Discussion»Questions»Life and Society» "Please" and "Thank You". Magic words. Obsolete. Respect for your elders. Obsolete. Displaying good manners/being polite. Obsolete. WHY?
Good question! To be honest with you? I haven't a clue what happened to manners. They were drilled into me as a kid and I still use them all of the time but I sure have seen some of the rudest people over the last ten years ago. They sure aren't obsolete to me!
I'm thinking only those of us "of a certain age" remember and reflect and continue to employ them in our daily lives. We grew up learning those things automatically. And using them because we had no other choice. These days most or many folks don't give a rat's a** about being polite. They let you know it. Loud and clear. It is not one of my favorite things about our present-day society. SIGH. Thank you for your reply Rooster and the compliment and Happy Wednesday m'dear! :)

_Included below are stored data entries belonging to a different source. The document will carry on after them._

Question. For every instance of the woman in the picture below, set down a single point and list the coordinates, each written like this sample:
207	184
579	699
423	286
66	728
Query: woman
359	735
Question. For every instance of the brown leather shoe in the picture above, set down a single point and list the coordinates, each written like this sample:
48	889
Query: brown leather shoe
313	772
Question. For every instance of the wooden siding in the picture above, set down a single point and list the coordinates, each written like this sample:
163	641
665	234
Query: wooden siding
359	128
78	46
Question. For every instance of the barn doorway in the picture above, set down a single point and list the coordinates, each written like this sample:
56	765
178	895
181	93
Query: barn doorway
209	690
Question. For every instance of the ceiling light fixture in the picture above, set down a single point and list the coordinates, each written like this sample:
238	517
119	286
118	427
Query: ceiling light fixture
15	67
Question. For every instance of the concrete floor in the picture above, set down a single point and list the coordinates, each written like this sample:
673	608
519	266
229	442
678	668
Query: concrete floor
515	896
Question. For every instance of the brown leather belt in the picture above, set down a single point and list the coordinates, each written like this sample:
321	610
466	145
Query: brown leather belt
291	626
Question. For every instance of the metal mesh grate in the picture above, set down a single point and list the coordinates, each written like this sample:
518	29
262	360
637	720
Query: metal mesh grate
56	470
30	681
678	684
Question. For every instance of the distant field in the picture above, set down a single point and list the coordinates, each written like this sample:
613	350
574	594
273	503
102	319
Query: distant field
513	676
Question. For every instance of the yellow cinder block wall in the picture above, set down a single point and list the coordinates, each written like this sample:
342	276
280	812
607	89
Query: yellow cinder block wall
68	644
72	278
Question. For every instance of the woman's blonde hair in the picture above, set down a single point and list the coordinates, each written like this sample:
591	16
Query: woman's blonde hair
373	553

Right. Human beings are farther apart than ever. They relate to inanimate things/mechanical things/electronic things. And when they fail you'd think the world just blew up. SIGH. I do miss the good old days my friend. When people actually talked face-to-face and things made sense. I wonder if they will ever come our way again? :(
Even if we live to be very old my friend? Is there an "average" length of time between pendulum swings? I'm gonna ask that question Rooster. You saw it first! :)
Me too. But we're tough right Rooster? When things get tough the tough get going. Anyway it doesn't matter what others do. All we gotta do is be true to ourselves. It's just easier! :)
((hugs)) Thank you for restoring a tiny flicker of hope to me from your corner of the world my friend. I am so happy to learn that you are passing on what we ALL used to learn from our parents. I wonder how many more of you are out there? Happy Wednesday Ele! GOOD JOB! :):):)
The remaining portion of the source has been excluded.